Convert spaCy `Doc` into CoNLL 2003 sample - python

I was planning to train a Spark NLP custom NER model, which uses the CoNLL 2003 format to do so (this blog even leaves some traning sample data to speed-up the follow-up). This "sample data" is NOT useful for me, as I have my own training data to train a model with; this data however, consists of a list of spaCy Doc objects and quite honestly, I don't know how to carry on with this conversion. I have found three approaches so far, each with some considerable weakness:
In spaCy's documentation, I have found an example code about how to build a SINGLE Doc to CoNLL using spacy_conll project, but notice it uses a blank spacy model, so it is not clear where "my own labeled data" comes to play; furthermore, it seems conll_formatter component is "added at the end of the pipeline", so it seems "no direct conversion from Doc to CoNLL is actually done"... Is my grasping correct?
In Prodigy forum (another product of the same designers of spaCy), I found this purposal, however that "CoNLL" (2003 I suppose?) format seems to be incomplete: the POS tag seems to be missing (which can be easily obtained via Token.pos_, as well as the "Syntactic chunk" (whose spaCy equivalent, does not seem to exist).
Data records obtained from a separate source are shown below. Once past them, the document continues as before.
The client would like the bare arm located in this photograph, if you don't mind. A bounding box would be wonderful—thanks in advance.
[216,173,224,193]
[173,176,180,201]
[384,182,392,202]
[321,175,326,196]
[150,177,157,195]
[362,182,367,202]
These four fields are mentioned in CoNLL 2003 official documentation.
Speaking of a "direct conversion from Doc to CoNLL", I have also found this implementation based on textacy library, but it seems this implementation got deprecated by version 0.11.0, because "CONLL-U [...] wasn't enforced or guaranteed" , so I am not sure whether to use it or not (BTW, the most up-to-date textacy implementation when writing these lines, is 0.12.0)
My current code looks like:
import spacy
from spacy.training import offsets_to_biluo_tags
from spacy.tokens import Span
print("SPACY HELPER MODEL")
base_model = "en_core_web_sm"
nlp = spacy.load(base_model)
to_disable= ['parser', 'lemmatizer', 'ner']
_ = [nlp.remove_pipe(item) for item in to_disable]
print("Base model used: ", base_model)
print("Removed components: ", to_disable)
print("Enabled components: ", nlp.pipe_names)
# Assume text is already available as sentences...
# so no need for spaCy `sentencizer` or similar
print("\nDEMO SPACY DOC LIST BUILDING...", end="")
doc1 = nlp("iPhone X is coming.")
doc1.ents = [Span(doc1, 0, 2, label="GADGET")]
doc2 = nlp("Space X is nice.")
doc2.ents = [Span(doc1, 0, 2, label="BRAND")]
docs = [doc1, doc2]
print("DONE!")
print("\nCoNLL 2003 CONVERSION:\n")
results = []
for doc in docs:
# Preliminary: whole sentence
whole_sentence = doc.text
# 1st item (CoNLL 2003): word
words = [token.text for token in doc]
# 2nd item (CoNLL 2003): POS
pos = [token.tag_ for token in doc]
# 3rd item (CoNLL 2003): syntactic chunk tag
sct = ["[UNKNOWN]" for token in doc]
# 4th item (CoNLL 2003): named entities
spacy_entities = [
(ent.start_char, ent.end_char, ent.label_)
for ent in doc.ents
]
biluo_entities = offsets_to_biluo_tags(doc, spacy_entities)
results.append((whole_sentence, words, pos, sct, biluo_entities))
for result in results:
print(
"\nDOC TEXT (NOT included in CoNLL 2003, just for demo): ",
result[0], "\n"
)
print("-DOCSTART- -X- -X- O")
for w,x,y,z in zip(result[1], result[2], result[3], result[4]):
print(w,x,y,z)
# Pending: write to a file, but that's easy, and out of topic.
Which gives as output:
DOC TEXT (NOT included in CoNLL 2003, just for demo): iPhone X is coming.
-DOCSTART- -X- -X- O
iPhone NNP [UNKNOWN] B-GADGET
X NNP [UNKNOWN] L-GADGET
is VBZ [UNKNOWN] O
coming VBG [UNKNOWN] O
. . [UNKNOWN] O
DOC TEXT (NOT included in CoNLL 2003, just for demo): Space X is nice.
-DOCSTART- -X- -X- O
Space NNP [UNKNOWN] B-BRAND
X NNP [UNKNOWN] L-BRAND
is VBZ [UNKNOWN] O
nice JJ [UNKNOWN] O
. . [UNKNOWN] O
Have you done something like this before?
Thanks!

If you look at a sample CoNLL file, you'll see they just separate entries with one blank line between them. So you just use a for loop.
for doc in docs:
for sent in doc.sents:
print("#", doc) # optional but makes it easier to read
print(sent._.conll_str)
print()
CoNLL files are split by sentence, not spaCy Doc, but if you don't have sentence boundaries you can just loop over docs. There also seems to be an option to turn on headers directly in the component, see their README.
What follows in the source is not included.